The Government of Rwanda warned industries and other business operators that soon it will start to enforce the law banning single-use plastics on the Rwandan market.
The law against single-use plastics is in place since two years ago, however, some of these products are still imported, as most of its staff didn’t know they are not allowed.
Jeanne D’Arc Mujawamariya, the Minister of Environment said the enforcement of the law and punishments would have started with this February, but they choose to inform first, rather than punish.
“Some think people do not use environmentally-friendly packaging because they are a little bit expensive compared to the plastics, ” she said.
“The provisions of the law require industries manufacturing single-use plastics to close their activities. They should even amend their business models to environmentally-friendly packaging materials," she added.
Collette Ruhamya, The Director-General of Rwanda Environment Management Authority said some industries decided to invest in producing alternative products but businesses refused to shift.
“Let us leave old habits. The world we live in today needs us to change our lifestyle. Otherwise, we will see our soil deteriorate and water spoiled, then how should we live?” she said.
She emphasized on alternative packaging materials that may be used several times.
“For instance, no one drinks Fanta and throw away a bottle, they keep them to be used again. If one of these packaging industries start that initiative, it should be a good initiative,” she said.
Plastics cause various problems to human health, including allergies, liver problems, nerves, and gastrointestinal problems among others.
Bisphenol contained into plastics may cause problems in reproductive health, especially for men. It is linked to infertility and other health problems, studies confirmed.
Eduard Banyonyi, the Chair of Disaster Risk Reduction Network of African Journalists said Plastic bags play a big role in environmental pollution and it is the major challenge to the drainage systems.

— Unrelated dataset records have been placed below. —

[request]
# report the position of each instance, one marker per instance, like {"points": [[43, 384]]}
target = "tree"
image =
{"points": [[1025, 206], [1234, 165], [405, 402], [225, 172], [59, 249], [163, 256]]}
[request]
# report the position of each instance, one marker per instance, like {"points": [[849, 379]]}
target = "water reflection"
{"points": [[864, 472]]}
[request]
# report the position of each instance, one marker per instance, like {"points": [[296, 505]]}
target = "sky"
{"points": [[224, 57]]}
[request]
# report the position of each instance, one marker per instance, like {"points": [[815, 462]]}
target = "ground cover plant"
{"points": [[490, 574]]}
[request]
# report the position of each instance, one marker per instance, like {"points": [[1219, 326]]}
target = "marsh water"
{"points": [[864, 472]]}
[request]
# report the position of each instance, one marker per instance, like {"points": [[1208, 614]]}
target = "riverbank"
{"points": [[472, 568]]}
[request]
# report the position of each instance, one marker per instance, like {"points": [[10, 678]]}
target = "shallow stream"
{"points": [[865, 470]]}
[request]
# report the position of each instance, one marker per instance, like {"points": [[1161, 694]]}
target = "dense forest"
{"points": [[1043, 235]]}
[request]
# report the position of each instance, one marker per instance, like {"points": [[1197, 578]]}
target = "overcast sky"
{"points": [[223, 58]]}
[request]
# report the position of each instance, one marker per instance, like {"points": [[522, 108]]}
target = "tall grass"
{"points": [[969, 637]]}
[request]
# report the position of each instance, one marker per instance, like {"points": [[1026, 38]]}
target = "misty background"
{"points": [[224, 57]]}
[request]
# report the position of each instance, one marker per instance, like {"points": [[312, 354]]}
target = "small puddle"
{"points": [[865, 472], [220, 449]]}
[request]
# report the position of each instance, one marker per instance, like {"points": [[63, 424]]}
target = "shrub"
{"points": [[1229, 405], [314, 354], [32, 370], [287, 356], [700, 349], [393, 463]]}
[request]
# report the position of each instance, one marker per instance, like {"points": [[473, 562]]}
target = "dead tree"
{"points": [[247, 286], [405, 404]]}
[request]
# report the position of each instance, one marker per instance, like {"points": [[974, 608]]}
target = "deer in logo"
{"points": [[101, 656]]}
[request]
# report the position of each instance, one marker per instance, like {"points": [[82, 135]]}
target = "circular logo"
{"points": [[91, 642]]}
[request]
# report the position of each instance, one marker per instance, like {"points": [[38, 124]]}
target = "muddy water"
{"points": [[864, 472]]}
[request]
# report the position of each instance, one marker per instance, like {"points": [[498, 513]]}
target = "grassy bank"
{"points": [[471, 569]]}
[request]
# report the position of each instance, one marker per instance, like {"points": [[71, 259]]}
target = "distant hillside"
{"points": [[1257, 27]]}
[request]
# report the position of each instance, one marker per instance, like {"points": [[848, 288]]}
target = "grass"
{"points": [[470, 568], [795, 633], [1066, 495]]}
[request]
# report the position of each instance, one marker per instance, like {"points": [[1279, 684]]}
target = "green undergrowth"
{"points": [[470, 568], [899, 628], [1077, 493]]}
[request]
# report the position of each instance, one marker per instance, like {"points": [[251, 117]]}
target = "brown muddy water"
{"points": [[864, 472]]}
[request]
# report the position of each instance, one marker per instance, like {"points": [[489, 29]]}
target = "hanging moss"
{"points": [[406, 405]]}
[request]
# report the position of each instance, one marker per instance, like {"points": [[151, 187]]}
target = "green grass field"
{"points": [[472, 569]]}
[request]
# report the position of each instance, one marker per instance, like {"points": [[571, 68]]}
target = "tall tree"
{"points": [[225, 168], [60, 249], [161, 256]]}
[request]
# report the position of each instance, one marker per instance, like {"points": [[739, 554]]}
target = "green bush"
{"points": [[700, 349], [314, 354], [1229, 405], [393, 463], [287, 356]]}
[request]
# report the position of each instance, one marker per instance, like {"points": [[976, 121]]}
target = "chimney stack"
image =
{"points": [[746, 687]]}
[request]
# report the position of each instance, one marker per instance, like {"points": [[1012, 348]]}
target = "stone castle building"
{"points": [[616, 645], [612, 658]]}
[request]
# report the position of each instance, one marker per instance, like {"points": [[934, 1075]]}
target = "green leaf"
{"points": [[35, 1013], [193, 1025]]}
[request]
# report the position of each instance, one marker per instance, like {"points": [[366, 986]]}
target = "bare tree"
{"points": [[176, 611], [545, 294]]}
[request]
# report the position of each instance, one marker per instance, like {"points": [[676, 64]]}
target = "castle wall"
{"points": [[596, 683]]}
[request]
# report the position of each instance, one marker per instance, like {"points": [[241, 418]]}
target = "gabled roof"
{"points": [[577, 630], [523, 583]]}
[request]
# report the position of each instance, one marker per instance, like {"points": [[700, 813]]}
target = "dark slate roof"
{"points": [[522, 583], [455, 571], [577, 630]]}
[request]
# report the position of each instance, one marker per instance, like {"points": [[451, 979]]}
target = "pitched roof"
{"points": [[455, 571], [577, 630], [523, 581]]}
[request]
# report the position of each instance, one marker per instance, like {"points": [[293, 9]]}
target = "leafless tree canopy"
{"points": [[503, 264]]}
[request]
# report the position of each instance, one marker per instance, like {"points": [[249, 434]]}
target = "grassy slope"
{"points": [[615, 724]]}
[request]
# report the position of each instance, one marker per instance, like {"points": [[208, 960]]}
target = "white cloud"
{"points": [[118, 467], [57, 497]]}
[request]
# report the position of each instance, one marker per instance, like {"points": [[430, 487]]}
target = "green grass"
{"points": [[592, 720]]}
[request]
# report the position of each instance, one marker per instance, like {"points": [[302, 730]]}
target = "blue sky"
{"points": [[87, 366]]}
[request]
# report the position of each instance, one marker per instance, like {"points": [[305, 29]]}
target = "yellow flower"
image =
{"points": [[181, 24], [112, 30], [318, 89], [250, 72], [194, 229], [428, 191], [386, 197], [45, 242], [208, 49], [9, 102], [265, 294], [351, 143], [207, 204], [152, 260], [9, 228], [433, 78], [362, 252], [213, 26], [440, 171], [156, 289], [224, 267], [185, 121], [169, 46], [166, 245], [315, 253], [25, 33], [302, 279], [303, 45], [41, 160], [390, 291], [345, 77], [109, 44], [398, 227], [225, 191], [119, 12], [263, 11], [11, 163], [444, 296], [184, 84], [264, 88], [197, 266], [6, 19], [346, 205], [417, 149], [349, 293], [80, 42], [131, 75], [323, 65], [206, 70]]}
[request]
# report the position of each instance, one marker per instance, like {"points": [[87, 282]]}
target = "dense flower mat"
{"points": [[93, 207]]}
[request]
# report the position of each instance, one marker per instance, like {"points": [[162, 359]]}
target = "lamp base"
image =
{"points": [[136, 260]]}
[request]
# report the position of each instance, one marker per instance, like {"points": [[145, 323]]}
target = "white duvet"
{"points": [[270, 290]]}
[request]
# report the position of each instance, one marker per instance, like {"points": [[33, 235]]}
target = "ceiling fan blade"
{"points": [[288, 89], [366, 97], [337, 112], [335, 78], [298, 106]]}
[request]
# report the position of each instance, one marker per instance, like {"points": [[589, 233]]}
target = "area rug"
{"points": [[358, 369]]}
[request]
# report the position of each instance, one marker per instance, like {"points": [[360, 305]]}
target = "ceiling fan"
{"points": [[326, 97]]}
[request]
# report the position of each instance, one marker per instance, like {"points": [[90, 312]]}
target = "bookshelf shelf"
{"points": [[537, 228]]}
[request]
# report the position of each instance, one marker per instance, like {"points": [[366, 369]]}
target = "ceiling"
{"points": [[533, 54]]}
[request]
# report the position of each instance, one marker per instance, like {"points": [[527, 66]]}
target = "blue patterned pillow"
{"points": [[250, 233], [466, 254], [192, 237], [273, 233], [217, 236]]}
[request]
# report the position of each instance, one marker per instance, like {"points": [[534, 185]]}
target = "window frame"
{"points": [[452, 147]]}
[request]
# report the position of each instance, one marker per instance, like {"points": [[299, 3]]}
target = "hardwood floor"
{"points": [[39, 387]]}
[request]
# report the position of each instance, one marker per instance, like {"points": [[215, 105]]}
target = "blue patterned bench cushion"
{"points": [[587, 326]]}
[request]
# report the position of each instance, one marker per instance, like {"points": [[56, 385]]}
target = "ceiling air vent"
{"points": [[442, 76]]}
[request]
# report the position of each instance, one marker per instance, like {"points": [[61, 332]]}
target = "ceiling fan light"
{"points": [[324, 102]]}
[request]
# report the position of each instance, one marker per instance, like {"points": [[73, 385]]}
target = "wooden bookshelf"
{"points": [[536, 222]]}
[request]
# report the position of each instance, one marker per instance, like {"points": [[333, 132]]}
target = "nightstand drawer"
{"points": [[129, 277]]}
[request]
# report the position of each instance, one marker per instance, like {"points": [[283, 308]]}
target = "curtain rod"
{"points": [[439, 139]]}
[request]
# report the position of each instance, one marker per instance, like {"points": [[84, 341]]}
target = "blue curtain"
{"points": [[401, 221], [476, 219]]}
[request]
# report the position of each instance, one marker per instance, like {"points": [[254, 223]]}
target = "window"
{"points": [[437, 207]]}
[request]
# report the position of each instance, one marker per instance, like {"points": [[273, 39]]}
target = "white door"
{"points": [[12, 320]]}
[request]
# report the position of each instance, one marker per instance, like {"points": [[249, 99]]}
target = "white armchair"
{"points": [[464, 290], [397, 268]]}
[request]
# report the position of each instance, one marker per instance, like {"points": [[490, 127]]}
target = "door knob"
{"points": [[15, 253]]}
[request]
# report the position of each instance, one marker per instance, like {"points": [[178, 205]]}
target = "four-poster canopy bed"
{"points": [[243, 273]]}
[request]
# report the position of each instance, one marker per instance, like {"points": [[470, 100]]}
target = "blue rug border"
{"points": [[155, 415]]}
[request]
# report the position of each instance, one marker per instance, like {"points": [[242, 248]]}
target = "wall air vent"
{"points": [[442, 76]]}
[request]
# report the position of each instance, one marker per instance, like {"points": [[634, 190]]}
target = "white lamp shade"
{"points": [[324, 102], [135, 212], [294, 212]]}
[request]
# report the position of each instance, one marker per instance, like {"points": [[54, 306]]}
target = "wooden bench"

“They are not degradable. It is better to move to biodegradable materials than using plastics. The cost of setting biodegradable plant is much cheaper than the cost of importing some of these plastics. Furthermore, you are importing these plastics and you don’t have where to put them after use, it creates a double tragedy,” he said.
“We have a big basketry industry in Africa. Women are weaving handbags, which are better for the environment, at the same time contributing to the country’s economy. We can look at it as another alternative,” he said.